L’enseignement du Yoga ne doit pas apporter de confusion évitable. Il arrive que des élèves ou enseignants, identifiés à ce qu’ils font, critiquent ou hiérarchisent les différentes pratiques, et de ce fait, les différentes dimensions de l’Être. C’est une fois de plus la pensée duelle, celle qui par son fonctionnement conditionné a besoin d’affirmer le « moi », qui s’exprime.

Il est difficile de comprendre la direction des différentes pratiques de Yoga, d’autant que de nombreuses idées reçues et tenaces ont cours.

Je me souviens de cet adage shivaïte qui fût le premier enseignement de mon professeur de Nidrâ Yoga : « Avec la comparaison commence la violence ». Pourtant on oppose parfois « physicalité » et spiritualité. La méditation passe alors pour une noble voie d’intériorité, et la pratique posturale pour une gymnastique vaguement consciente.
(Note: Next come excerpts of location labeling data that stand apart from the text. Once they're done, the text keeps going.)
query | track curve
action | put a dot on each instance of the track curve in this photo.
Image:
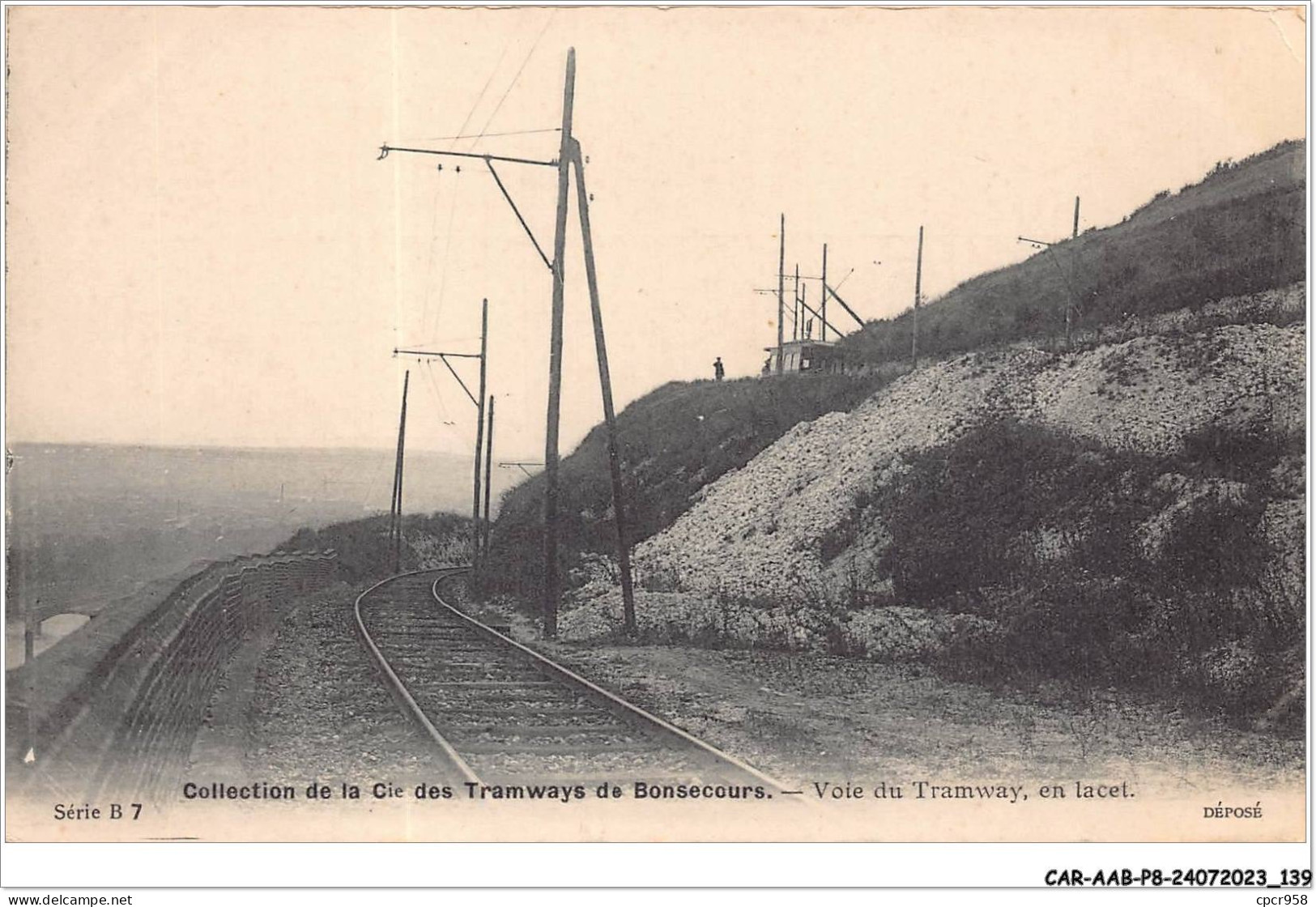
(500, 713)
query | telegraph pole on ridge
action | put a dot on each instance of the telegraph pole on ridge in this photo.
(479, 440)
(488, 469)
(569, 157)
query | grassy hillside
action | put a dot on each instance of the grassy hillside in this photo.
(1238, 231)
(674, 441)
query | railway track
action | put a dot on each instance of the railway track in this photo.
(503, 713)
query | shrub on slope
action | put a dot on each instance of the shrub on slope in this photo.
(673, 441)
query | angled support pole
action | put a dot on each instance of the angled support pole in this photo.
(517, 212)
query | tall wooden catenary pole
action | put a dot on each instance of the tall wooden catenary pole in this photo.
(551, 436)
(823, 309)
(610, 416)
(488, 471)
(795, 307)
(781, 296)
(398, 481)
(479, 439)
(918, 299)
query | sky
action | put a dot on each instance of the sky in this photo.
(203, 248)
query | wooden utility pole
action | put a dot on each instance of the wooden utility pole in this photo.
(479, 439)
(488, 469)
(823, 307)
(569, 155)
(396, 530)
(610, 416)
(552, 586)
(781, 296)
(918, 298)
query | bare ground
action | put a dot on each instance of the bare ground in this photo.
(317, 709)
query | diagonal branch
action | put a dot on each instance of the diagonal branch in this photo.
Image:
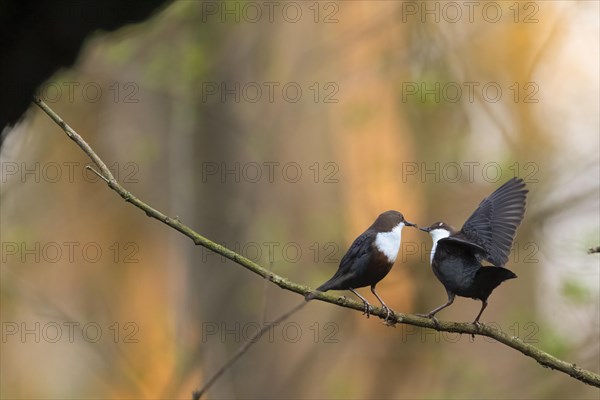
(543, 358)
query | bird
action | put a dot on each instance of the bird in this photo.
(369, 259)
(488, 234)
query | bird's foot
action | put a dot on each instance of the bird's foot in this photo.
(478, 326)
(431, 317)
(368, 309)
(388, 313)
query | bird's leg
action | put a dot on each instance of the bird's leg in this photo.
(367, 305)
(388, 310)
(432, 313)
(483, 306)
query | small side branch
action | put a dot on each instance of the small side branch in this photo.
(543, 358)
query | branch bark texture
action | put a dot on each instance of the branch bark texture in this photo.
(543, 358)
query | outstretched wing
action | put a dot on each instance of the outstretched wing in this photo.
(493, 225)
(349, 266)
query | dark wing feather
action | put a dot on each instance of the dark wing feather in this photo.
(494, 224)
(349, 266)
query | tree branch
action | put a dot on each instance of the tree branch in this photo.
(543, 358)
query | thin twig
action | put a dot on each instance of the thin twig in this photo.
(543, 358)
(244, 348)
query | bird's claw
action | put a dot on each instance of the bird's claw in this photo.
(478, 326)
(431, 317)
(368, 309)
(388, 312)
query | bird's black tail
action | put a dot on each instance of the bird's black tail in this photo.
(489, 278)
(323, 288)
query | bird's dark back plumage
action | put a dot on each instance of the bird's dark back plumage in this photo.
(350, 265)
(493, 225)
(487, 279)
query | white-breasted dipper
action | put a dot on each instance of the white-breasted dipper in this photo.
(487, 235)
(369, 259)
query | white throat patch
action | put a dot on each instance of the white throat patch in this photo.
(436, 235)
(389, 242)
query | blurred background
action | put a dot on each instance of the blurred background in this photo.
(282, 130)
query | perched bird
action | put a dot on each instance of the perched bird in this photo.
(486, 236)
(369, 259)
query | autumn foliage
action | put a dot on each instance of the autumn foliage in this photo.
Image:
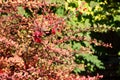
(30, 38)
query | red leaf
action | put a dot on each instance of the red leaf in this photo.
(37, 33)
(1, 71)
(37, 39)
(53, 31)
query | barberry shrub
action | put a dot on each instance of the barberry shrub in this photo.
(41, 40)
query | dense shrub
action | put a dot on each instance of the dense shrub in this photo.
(41, 40)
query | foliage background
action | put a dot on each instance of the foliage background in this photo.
(59, 39)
Toute pratique est physique. Le corps est toujours là, nous sommes un corps.
L’assise silencieuse est une pratique souvent confondue avec la méditation. La méditation est un état que nous tentons d’atteindre par différentes techniques.

Vimala Thakar a publié un ouvrage intitulé « Le Yoga au-delà de la méditation », étude des sutras de Patanjali. Ce que l’auteur a certainement voulu nous dire par ce titre, c’est que l’état de Yoga, comme décrit dans les huit piliers (ashtanga), est au-delà de celui de méditation.

Nos facultés de perception sont modifiées par la pratique du Yoga sous tous ses aspects. Il s’agit toujours de tentatives, de recherche d’états intérieurs, de saisir la dimension cosmogonique et cosmologique qui est en toute chose.

Chaque tradition de Yoga a sa propre pédagogie, et il faut souvent pratiquer de nombreuses années pour la découvrir.